6. Compression Recovery Boots: Active Recovery Without the Effort
After a brutal leg day or high-volume training week, your muscles hold onto fluid, inflammation, and metabolic waste. Compression recovery boots use intermittent pneumatic compression to systematically squeeze your legs, pushing all that fluid back toward your heart and improving circulation.
The benefits are real, especially for reducing soreness. Compression boots have been shown to decrease muscle soreness 48 hours after exercise and improve muscle function recovery. Research on ultramarathon runners found that compression therapy provided the same recovery benefits as getting a post-exercise massage.
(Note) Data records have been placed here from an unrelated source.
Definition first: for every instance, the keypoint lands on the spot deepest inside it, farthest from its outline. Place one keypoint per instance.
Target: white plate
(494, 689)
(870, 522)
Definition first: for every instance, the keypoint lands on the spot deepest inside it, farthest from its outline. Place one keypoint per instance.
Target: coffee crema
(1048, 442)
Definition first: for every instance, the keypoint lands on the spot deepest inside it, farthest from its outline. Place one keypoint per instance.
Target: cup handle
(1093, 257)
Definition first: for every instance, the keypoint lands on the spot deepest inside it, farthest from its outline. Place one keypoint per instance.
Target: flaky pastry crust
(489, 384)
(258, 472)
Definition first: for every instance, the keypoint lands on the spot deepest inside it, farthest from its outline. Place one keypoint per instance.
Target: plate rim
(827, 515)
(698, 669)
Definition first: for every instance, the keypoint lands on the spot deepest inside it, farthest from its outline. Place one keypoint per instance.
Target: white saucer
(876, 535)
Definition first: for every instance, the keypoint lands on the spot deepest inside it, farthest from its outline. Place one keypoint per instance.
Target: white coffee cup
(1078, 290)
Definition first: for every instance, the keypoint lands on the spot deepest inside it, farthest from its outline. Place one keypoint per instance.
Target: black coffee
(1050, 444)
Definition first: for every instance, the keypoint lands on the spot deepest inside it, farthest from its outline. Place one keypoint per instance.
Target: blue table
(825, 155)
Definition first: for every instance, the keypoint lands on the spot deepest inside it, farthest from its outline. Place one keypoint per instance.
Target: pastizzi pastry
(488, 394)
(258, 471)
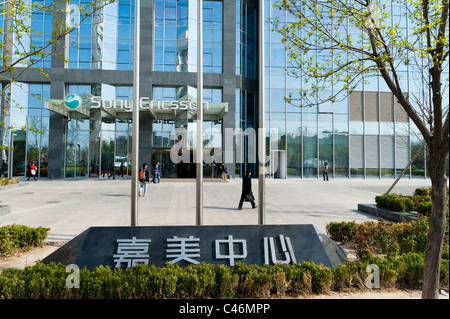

The most consistent finding across research? People feel significantly better after using them and reduce muscle soreness.
How to use them:
- 20-30 minute sessions work best
- Use them after intense training or on rest days
The best part? We have compression boots available for members near the front desk. Many members use them while catching up with fellow members, checking emails on their phone or just relaxing post-workout.
It’s passive recovery that actually works. You get the benefits without having to do anything except sit there and relax!
None of this replaces the basics: train hard, eat a healthy diet to support your goals, sleep well, and manage stress. But if you’re already doing those things consistently, these strategies can take your health and performance to the next level in 2026!